ROCHESTER, Minn. (KTTC) – The Mayo Clinic is one of the world’s most-renowned hospitals, but it’s the only one to have a carillon (a musical instrument made up of bronze cup shaped bells) at the top of one of its buildings. For the first time in nearly a century, major renovation work is being done on the instrument.
“It’s a once in a lifetime opportunity for somebody who plays an instrument like this to be a part of a complete rebuild like this,” said Austin Ferguson, the hospital’s fourth carillonneur in 90 years.
Built in 1928, the carillon has survived 90 Minnesota winters inside the tower of the Plummer Building, and after years of wear and tear the carillon’s original system broke down last February. “Since we were in talks of doing this project, it was decided that instead of fixing that system we’d replace it with a new state of the art foam controllable chime system,” added Ferguson.
That means the bells and keyboard won’t be replaced, just the system that allows the bells to ring. The new system has also entered the 21st century in that it’s electric rather than steam-powered. The clappers, which make the bells ring, will also hit the outside of the bells instead of the inside.

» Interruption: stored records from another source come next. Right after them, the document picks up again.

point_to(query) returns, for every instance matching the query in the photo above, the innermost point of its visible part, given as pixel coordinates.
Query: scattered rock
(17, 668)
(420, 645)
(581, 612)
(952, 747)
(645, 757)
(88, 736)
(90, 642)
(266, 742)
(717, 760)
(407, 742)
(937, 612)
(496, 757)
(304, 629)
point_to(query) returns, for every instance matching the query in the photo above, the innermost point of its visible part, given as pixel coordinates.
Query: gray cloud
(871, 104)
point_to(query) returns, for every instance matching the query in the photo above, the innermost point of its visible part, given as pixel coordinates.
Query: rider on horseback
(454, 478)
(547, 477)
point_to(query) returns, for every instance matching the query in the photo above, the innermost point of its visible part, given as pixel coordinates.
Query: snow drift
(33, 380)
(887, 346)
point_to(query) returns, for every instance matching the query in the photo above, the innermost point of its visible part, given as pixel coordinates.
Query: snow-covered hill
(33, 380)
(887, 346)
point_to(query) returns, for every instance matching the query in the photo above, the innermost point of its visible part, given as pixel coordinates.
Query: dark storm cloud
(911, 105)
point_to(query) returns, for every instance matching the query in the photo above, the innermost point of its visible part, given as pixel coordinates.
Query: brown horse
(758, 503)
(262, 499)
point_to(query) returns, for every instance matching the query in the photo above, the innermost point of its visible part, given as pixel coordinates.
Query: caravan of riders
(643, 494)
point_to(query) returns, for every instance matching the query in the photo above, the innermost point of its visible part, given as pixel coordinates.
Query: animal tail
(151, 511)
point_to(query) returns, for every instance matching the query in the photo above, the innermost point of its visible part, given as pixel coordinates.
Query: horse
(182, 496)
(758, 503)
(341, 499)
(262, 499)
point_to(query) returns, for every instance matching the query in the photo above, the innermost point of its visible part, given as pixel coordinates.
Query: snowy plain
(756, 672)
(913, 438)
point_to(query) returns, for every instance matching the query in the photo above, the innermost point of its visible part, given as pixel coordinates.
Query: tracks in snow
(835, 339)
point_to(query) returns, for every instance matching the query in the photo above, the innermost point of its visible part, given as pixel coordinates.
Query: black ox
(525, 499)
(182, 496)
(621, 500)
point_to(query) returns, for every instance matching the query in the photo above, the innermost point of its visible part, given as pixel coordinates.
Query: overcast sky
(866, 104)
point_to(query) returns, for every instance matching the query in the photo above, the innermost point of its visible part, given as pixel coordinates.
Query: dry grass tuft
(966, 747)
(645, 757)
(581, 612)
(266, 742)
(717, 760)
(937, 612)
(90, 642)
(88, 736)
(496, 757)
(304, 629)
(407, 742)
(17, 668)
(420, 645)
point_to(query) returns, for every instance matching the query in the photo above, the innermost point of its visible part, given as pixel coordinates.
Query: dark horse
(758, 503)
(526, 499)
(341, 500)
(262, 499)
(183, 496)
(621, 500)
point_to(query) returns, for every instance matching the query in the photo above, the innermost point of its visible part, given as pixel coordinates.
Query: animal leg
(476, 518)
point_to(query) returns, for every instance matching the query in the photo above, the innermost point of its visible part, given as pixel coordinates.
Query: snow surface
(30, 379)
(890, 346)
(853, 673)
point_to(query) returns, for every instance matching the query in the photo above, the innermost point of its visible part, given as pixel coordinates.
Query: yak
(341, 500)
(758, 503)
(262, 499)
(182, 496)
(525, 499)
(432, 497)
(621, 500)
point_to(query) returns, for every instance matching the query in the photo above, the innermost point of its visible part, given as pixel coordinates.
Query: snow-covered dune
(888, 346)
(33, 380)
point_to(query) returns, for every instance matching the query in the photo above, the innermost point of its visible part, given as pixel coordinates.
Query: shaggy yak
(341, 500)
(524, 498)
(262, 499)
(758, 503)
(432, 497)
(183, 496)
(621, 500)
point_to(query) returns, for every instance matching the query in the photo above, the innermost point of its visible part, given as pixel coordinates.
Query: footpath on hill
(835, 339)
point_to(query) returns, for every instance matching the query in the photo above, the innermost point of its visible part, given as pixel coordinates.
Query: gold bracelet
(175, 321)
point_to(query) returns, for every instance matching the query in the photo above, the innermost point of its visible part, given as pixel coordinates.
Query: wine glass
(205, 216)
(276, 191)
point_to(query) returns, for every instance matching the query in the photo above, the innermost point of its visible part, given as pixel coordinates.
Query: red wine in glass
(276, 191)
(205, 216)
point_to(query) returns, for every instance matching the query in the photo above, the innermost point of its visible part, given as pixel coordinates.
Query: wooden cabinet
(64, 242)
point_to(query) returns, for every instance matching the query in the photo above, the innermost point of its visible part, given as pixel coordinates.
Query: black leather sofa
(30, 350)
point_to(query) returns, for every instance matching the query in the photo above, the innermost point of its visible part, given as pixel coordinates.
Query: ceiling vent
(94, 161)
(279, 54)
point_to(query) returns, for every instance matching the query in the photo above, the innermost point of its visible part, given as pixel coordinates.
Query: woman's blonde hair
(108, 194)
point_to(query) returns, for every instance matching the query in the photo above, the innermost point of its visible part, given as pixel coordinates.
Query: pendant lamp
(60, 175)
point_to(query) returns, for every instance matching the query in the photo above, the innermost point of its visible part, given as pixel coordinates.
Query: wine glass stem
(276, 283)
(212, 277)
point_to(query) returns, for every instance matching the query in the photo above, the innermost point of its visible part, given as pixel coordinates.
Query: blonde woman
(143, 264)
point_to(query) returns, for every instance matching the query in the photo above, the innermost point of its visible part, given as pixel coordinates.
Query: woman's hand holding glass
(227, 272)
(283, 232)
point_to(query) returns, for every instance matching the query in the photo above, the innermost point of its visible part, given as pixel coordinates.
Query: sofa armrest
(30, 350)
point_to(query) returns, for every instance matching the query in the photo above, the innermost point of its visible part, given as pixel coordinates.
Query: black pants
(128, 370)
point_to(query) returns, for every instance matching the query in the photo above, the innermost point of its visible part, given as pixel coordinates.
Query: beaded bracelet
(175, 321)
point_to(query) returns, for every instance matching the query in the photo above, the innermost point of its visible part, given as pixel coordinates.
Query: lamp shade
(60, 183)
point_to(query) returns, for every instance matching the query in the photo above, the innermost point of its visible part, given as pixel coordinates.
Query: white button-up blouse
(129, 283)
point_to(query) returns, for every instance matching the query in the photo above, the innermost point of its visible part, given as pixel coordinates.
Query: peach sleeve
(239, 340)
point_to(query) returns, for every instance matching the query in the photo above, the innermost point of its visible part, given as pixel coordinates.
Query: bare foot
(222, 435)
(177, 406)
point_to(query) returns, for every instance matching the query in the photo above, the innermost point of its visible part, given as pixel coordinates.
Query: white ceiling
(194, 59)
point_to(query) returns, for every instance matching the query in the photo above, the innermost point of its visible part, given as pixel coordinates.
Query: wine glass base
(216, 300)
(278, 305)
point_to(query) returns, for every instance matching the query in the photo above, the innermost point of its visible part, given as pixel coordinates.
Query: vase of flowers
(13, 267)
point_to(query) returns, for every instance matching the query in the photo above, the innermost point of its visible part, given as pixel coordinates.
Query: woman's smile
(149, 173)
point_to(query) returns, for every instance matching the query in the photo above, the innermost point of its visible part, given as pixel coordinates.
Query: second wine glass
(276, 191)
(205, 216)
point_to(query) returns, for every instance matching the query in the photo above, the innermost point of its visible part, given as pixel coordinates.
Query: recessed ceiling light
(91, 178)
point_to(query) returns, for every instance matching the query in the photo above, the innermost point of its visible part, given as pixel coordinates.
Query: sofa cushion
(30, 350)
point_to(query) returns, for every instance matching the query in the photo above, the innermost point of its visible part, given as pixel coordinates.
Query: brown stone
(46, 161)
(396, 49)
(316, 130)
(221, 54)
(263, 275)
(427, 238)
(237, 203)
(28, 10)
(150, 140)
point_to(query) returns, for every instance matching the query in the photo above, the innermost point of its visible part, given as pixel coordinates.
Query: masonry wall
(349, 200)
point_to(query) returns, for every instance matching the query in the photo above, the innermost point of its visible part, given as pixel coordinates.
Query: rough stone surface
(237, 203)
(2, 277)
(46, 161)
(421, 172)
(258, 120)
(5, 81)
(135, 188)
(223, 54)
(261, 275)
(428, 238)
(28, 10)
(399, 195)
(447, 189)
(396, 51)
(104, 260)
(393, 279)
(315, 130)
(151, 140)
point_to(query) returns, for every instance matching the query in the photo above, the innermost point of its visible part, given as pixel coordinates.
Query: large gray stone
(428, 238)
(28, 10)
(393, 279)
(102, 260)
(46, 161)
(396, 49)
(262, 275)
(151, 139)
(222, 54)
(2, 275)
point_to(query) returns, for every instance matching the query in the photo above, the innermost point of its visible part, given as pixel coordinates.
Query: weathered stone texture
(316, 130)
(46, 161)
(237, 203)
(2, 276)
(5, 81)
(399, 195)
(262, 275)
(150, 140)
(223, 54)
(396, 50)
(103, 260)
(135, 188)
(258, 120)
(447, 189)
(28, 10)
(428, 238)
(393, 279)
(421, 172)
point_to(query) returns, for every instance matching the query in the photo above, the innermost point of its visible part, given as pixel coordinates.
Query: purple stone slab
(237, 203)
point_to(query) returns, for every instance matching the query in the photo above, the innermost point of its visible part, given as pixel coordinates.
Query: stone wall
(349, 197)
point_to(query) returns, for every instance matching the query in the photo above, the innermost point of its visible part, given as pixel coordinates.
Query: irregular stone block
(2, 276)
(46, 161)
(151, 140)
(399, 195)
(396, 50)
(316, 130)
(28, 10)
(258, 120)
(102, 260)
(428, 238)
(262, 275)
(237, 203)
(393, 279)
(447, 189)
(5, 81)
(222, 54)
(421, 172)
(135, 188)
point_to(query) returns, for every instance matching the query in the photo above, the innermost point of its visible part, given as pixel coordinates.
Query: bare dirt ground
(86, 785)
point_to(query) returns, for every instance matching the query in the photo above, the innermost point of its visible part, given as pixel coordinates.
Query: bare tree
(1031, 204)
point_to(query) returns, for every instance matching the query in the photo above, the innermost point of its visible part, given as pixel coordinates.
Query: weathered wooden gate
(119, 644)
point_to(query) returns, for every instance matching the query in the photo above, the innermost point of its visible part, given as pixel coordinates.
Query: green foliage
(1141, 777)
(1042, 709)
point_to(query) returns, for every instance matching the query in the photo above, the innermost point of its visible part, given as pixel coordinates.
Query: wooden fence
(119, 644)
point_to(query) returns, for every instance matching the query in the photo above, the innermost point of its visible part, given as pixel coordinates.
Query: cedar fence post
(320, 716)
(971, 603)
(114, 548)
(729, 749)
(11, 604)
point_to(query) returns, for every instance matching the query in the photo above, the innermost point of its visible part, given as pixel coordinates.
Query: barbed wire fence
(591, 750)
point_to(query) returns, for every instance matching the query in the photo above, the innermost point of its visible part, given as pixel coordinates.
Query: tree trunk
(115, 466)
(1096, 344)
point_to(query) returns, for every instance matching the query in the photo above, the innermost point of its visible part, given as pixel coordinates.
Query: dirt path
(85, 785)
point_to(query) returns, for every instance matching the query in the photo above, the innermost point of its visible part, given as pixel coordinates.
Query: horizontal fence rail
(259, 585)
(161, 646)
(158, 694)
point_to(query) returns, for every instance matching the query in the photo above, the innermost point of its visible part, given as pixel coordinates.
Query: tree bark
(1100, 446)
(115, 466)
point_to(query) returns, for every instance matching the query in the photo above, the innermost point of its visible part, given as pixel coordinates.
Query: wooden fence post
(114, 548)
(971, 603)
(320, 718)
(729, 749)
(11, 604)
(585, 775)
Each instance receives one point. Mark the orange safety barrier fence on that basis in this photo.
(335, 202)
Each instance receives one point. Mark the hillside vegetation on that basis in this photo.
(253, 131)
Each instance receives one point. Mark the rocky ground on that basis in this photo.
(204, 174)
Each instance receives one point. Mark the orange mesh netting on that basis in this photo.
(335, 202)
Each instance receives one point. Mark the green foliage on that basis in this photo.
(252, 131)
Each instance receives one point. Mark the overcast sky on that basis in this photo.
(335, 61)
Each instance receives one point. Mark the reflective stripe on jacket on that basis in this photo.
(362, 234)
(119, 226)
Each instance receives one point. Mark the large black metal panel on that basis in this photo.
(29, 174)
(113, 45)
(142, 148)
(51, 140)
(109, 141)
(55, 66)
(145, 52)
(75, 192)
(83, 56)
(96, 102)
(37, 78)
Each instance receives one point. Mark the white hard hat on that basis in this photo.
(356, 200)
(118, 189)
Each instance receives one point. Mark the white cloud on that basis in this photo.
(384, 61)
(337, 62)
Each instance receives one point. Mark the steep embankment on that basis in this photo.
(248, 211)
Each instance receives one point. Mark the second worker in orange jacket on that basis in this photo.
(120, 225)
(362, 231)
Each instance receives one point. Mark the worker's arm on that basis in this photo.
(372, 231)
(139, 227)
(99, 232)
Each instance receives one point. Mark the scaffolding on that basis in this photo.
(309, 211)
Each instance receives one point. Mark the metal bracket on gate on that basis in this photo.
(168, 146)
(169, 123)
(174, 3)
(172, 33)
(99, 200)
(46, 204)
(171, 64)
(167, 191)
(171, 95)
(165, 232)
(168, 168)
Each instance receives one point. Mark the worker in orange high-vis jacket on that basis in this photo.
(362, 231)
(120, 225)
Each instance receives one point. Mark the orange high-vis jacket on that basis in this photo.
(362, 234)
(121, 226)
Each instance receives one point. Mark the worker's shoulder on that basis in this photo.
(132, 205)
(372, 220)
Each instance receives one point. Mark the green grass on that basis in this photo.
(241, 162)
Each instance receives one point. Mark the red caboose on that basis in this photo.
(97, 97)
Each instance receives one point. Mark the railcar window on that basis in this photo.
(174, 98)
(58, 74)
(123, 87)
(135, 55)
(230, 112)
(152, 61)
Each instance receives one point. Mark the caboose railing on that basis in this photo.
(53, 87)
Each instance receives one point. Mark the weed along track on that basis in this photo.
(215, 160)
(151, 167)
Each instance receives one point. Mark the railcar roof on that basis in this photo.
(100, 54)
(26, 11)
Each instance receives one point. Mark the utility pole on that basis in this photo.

A crew from South Carolina is finishing up the instrument’s frame this month while a second crew will fly in from Belgium next month to install wires and fine tune the keyboard. “When all is said and done the total work time will be about maybe four weeks of actual construction.”
According to Matthew Dacy, the director of Heritage Hall at Mayo Clinic, work has been done on the carillon throughout its life, but this is the first major restoration project. The work will ensure the life of the carillon for generations to come.
Everything should wrap up in March, just in time for the carillon’s music to ring us into spring.